A cervical polyp is a common benign polyp or tumour on the surface of the cervical canal. They can cause irregular menstrual bleeding but often show no symptoms. Treatment consists of simple removal of the polyp and prognosis is generally good. About 1% of cervical polyps will show neoplastic change which may lead to cancer. They are most common in post-menarche, pre-menopausal women who have been pregnant.

==Signs and symptoms==
Cervical polyps often show no symptoms. Where there are symptoms, they include intermenstrual bleeding, abnormally heavy menstrual bleeding (menorrhagia), vaginal bleeding in post-menopausal women, bleeding after sex and thick white vaginal or yellowish discharge (leukorrhoea).

==Cause==
The cause of cervical polyps is uncertain, but they are often associated with inflammation of the cervix. They may also occur as a result of raised levels of estrogen or clogged cervical blood vessels.

==Diagnosis==
Cervical polyps can be seen during a pelvic examination as red or purple projections from the cervical canal. Diagnosis can be confirmed by a cervical biopsy which will reveal the nature of the cells present.

===Structure===
Cervical polyps are finger-like growths, generally less than 1 cm in diameter. They are generally bright red in colour, with a spongy texture.

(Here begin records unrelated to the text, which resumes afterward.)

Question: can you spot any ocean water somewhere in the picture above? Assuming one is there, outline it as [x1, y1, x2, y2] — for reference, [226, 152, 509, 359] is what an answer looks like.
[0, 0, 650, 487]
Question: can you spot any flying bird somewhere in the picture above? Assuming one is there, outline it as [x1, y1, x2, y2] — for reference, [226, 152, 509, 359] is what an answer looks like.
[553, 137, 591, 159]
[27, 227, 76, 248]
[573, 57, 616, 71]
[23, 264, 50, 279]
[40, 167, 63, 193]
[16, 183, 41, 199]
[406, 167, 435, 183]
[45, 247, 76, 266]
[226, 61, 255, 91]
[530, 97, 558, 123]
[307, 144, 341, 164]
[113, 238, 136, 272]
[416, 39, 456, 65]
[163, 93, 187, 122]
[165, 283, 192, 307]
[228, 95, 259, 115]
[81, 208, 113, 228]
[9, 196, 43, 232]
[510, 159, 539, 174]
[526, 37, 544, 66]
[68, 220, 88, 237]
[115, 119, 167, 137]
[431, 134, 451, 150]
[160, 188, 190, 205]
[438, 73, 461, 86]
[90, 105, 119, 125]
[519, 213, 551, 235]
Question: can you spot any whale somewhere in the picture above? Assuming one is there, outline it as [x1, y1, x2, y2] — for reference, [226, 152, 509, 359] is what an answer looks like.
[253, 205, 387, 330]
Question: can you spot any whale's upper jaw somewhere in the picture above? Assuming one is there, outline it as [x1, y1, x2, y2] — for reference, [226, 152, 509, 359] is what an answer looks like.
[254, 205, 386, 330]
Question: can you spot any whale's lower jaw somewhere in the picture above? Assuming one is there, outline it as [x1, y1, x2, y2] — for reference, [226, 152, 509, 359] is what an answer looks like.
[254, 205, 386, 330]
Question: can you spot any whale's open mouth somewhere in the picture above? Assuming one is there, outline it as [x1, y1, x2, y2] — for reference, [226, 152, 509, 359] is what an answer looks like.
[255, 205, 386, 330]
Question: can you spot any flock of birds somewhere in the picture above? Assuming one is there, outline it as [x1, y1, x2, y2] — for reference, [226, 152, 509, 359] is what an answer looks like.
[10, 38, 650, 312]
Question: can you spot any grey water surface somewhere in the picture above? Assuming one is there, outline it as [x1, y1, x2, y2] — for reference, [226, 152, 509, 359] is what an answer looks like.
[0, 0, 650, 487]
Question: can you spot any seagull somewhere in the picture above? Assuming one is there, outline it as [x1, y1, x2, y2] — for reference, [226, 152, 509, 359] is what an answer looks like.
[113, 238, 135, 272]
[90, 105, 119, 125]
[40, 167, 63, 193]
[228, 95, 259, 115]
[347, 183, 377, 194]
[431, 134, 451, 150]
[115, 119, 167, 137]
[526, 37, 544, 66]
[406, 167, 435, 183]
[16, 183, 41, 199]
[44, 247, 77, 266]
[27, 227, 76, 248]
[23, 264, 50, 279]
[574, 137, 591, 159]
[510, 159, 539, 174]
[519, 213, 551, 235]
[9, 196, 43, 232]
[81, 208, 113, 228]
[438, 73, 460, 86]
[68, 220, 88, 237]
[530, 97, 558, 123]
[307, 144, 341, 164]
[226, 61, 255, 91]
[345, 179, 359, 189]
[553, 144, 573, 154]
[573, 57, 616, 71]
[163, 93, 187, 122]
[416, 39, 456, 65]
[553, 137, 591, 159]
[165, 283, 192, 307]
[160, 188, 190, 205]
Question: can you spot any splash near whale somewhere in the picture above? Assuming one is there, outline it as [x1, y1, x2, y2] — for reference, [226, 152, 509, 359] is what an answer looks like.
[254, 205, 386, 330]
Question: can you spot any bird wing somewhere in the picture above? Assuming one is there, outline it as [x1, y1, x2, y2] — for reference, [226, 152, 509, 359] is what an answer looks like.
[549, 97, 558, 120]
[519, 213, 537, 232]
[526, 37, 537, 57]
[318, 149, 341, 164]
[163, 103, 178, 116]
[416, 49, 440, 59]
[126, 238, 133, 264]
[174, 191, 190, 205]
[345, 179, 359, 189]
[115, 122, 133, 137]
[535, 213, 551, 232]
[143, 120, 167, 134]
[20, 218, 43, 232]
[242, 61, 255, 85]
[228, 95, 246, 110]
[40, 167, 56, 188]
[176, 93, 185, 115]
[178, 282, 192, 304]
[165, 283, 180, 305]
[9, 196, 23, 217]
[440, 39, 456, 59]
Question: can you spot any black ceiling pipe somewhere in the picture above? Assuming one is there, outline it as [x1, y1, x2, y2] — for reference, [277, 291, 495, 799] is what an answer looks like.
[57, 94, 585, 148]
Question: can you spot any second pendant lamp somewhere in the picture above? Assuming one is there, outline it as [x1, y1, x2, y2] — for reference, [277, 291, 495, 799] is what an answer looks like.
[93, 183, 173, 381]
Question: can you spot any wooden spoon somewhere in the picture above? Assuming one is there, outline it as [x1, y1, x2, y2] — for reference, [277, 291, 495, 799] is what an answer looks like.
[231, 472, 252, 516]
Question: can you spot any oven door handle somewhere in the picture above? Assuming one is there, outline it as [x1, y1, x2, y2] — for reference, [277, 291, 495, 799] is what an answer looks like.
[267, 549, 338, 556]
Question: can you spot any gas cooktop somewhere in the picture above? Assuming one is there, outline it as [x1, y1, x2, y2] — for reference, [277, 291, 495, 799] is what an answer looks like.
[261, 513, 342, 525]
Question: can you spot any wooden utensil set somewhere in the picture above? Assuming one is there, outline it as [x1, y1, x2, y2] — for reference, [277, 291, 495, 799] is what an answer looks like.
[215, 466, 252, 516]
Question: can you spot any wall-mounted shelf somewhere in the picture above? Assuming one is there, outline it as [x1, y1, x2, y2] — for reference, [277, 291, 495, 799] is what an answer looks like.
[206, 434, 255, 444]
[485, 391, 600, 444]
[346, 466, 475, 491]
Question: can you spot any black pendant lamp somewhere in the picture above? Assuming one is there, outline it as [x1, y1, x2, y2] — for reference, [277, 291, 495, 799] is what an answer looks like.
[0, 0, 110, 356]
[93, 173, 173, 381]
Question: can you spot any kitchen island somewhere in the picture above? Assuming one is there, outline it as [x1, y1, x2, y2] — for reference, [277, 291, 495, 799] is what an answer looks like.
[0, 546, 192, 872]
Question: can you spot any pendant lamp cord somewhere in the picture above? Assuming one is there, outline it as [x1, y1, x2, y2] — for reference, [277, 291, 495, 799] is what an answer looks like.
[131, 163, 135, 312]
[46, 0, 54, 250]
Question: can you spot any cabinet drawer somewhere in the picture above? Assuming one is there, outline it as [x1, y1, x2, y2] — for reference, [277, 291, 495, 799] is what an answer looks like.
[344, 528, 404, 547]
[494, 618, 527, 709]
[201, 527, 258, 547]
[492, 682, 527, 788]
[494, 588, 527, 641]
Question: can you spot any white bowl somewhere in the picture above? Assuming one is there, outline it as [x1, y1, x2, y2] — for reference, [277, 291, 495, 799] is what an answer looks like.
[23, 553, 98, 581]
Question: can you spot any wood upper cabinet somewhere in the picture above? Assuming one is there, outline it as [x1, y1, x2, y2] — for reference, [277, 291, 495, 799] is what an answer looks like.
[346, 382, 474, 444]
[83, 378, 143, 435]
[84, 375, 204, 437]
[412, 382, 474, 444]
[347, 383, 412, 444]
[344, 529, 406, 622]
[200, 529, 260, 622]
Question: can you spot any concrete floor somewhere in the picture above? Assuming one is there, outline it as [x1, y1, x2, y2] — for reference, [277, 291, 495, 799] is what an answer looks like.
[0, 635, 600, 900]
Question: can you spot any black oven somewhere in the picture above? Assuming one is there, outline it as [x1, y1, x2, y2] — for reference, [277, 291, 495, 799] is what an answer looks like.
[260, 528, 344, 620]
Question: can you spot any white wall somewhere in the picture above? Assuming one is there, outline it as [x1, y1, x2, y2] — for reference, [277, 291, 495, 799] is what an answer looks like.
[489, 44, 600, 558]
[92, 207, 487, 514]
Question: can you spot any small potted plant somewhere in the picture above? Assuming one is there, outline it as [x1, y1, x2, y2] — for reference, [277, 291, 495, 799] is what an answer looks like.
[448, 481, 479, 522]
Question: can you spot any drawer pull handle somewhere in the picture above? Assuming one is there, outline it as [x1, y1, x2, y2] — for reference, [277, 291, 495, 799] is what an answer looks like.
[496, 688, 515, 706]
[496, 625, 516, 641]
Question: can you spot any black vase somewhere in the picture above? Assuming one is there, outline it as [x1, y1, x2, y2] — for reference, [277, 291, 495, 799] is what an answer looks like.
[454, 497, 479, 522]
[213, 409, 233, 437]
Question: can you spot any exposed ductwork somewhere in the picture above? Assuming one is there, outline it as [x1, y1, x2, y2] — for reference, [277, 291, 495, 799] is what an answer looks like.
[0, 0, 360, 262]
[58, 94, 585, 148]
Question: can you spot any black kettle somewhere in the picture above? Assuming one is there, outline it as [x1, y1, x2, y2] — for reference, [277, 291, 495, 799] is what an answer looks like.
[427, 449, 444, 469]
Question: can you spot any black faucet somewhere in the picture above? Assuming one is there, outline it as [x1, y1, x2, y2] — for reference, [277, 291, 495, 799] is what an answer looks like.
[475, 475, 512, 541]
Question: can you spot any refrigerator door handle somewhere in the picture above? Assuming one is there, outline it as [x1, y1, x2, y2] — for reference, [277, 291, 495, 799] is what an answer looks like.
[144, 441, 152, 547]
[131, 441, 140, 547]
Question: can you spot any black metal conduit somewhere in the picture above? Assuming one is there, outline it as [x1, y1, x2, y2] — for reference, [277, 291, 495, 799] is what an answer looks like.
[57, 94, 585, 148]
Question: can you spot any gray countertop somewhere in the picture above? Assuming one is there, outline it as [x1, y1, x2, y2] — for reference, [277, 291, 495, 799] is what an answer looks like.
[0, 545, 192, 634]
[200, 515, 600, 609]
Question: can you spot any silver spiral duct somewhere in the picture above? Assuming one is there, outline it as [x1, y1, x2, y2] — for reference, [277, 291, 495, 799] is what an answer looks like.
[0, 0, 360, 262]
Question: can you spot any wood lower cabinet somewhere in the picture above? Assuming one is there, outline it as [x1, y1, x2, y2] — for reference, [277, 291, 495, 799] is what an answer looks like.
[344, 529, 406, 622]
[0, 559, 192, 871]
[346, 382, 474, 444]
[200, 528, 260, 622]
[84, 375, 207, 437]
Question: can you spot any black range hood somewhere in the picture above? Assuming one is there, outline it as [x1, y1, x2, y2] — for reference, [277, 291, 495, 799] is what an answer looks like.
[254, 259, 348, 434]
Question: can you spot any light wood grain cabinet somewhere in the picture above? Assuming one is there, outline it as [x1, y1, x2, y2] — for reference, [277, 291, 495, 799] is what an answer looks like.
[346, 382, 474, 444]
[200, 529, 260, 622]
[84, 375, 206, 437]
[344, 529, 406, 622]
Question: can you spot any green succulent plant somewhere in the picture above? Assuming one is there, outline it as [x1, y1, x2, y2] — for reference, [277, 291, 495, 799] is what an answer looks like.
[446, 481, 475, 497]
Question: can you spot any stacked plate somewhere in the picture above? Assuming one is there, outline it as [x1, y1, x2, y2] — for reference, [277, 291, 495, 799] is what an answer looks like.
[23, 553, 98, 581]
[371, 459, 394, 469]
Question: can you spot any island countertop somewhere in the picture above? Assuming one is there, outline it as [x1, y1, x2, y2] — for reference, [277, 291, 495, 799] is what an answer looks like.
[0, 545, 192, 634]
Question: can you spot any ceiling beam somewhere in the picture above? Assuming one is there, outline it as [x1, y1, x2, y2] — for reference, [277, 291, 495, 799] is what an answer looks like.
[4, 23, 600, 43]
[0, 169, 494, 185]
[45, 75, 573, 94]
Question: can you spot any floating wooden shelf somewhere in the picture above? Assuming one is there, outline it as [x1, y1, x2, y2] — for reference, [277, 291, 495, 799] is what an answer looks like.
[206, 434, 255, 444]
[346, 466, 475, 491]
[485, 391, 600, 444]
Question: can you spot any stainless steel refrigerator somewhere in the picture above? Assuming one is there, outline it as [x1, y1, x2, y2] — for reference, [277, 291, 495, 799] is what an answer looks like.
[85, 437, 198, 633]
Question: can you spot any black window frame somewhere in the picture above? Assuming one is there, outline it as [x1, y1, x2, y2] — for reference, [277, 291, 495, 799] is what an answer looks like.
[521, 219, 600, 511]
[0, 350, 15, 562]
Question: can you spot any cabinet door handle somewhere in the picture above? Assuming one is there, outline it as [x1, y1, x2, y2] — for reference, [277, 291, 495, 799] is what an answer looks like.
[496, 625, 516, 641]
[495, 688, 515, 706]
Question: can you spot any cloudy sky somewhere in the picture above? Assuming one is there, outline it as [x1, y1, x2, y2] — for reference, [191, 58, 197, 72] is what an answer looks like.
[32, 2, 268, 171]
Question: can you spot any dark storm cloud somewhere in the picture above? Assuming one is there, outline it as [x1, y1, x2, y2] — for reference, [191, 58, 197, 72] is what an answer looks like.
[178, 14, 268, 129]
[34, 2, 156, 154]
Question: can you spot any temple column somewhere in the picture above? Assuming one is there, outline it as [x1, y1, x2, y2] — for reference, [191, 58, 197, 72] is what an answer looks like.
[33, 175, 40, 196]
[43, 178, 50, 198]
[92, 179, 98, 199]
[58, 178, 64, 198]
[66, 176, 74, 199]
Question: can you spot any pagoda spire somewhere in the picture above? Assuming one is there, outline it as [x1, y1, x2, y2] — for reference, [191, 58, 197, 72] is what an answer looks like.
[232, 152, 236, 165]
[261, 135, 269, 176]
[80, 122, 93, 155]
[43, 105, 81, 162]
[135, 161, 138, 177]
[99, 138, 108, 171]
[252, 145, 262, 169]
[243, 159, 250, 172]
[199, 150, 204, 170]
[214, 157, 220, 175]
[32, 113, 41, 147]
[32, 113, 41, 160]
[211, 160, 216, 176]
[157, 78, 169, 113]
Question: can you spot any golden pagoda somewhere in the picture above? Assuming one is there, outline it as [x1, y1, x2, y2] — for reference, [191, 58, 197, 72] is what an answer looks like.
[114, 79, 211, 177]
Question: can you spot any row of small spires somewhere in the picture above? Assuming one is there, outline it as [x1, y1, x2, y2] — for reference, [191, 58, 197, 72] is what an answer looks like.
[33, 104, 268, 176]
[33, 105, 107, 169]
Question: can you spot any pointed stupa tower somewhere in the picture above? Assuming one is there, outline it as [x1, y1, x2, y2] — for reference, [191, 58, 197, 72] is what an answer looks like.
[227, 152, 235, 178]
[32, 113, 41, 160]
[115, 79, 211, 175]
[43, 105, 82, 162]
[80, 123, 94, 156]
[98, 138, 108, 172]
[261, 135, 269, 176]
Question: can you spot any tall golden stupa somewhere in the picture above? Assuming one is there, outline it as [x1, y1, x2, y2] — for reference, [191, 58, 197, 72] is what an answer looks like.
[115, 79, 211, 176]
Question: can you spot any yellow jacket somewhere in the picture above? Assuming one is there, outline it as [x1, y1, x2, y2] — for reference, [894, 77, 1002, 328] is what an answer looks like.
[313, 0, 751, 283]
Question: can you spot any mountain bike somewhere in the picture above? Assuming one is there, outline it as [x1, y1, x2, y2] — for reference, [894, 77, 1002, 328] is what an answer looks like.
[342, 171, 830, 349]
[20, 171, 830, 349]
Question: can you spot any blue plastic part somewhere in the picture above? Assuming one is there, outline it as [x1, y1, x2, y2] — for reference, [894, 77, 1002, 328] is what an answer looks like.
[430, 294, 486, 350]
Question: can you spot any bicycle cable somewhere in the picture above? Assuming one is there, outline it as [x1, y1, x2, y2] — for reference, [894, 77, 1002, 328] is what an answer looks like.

They may be attached to the cervix by a stalk (pedunculated) and occasionally prolapse into the vagina where they can be mistaken for endometrial polyps or submucosal fibroids.

==Treatment==
Cervical polyps can be removed using ring forceps. They can also be removed by tying surgical string around the polyp and cutting it off. The remaining base of the polyp can then be removed using a laser or by cauterisation. If the polyp is infected, an antibiotic may be prescribed.

==Prognosis==
99% of cervical polyps will remain benign and 1% will at some point show neoplastic change. Cervical polyps are unlikely to regrow.

==Epidemiology==
Cervical polyps are most common in women who have had children and perimenopausal women. They are rare in pre-menstrual girls and uncommon in post-menopausal women.